Roadmap. Prioritize platform features based on developer impact. A feature that saves 100 developers 10 minutes each week is worth more than a feature that makes the platform architecture cleaner.
Principle 5: Measure Platform Success
You cannot improve what you do not measure. Track these metrics:
Deployment frequency — how often teams deploy. A good platform makes deploying easy, which increases frequency.
Lead time for changes — how long from commit to production. The platform should reduce this by automating environment provisioning and CI/CD.
Time to first deploy for new services — how long it takes to go from “I need a new service” to a running deployment. The golden path should bring this under an hour.
Platform adoption rate — what percentage of services use the platform’s golden paths versus custom setups. Low adoption means the platform is not solving real problems.
Developer satisfaction — survey developers quarterly. Ask what is working, what is painful, and what they wish existed. A platform nobody likes will not get adopted.
Anti-Patterns
Building in isolation. A platform team that builds for six months without shipping anything to real users will build the wrong thing. Ship small, iterate based on feedback.

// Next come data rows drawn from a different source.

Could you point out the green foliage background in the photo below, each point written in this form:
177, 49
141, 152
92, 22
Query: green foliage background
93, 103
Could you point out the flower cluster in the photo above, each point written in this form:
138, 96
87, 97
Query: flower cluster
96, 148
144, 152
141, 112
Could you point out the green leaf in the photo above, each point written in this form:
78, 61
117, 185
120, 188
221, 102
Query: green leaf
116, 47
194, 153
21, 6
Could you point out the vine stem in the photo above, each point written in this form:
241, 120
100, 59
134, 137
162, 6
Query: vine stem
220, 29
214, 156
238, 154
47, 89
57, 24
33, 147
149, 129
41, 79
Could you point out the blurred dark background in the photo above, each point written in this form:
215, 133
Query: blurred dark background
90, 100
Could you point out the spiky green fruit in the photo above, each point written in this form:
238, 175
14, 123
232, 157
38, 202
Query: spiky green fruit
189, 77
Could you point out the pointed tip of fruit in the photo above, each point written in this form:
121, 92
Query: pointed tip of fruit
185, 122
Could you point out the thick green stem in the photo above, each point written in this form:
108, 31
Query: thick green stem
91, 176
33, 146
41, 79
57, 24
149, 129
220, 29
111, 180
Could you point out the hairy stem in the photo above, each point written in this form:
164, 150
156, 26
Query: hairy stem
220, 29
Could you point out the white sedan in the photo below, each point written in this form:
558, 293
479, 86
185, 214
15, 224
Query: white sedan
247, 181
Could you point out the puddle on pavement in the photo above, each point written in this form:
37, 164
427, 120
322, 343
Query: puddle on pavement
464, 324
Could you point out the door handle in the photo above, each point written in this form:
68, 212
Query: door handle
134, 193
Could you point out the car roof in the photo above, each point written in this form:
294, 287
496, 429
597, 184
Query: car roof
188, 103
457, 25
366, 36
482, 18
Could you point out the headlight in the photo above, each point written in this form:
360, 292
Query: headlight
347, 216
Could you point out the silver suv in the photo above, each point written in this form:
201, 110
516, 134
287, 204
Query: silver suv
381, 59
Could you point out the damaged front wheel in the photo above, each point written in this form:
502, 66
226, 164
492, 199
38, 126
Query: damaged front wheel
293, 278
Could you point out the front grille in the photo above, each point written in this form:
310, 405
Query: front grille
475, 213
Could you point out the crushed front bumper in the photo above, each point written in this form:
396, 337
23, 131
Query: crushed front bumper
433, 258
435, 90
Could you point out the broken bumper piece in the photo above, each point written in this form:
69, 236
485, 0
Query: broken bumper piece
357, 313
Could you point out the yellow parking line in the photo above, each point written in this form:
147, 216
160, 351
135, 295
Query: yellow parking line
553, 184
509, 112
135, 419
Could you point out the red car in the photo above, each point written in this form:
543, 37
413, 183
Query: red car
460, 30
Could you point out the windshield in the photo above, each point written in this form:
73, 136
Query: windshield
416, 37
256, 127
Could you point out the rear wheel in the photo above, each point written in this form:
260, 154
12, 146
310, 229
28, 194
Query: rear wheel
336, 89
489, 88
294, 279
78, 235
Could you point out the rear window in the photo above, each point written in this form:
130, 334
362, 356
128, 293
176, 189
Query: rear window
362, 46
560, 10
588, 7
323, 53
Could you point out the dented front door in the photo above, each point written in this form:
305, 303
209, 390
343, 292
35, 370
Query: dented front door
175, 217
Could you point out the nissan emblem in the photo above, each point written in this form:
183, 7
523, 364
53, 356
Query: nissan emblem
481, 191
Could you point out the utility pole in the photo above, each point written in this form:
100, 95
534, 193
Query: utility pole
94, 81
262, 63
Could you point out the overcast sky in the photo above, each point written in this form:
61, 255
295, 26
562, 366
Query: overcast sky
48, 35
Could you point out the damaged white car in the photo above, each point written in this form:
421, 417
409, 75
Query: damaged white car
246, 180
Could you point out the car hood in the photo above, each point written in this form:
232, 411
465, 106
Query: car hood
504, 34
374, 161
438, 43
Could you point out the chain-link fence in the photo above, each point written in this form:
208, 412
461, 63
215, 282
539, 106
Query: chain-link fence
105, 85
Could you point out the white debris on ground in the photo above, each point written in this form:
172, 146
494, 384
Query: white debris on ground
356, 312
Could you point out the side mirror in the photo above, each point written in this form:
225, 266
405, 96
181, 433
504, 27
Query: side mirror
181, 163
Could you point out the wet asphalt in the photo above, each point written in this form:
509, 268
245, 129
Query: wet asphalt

Mandating adoption. If you have to force teams to use the platform, the platform is not good enough. Fix the product, do not force the users.
Over-abstracting early. Start with templates and scripts. Graduate to controllers and APIs when you have proven the patterns work. Premature abstraction creates premature complexity.
Ignoring escape hatches. Every golden path needs an exit ramp. When a team has a legitimate edge case, they should be able to diverge without fighting the platform.
Wrap-up
Platform engineering is about building an internal product that makes other engineers more productive. Design golden paths that cover common workflows, provide self-service with guardrails, choose the right abstraction level, treat the platform as a product with real users, and measure success with concrete metrics. The best platform is the one developers choose to use because it genuinely makes their work easier.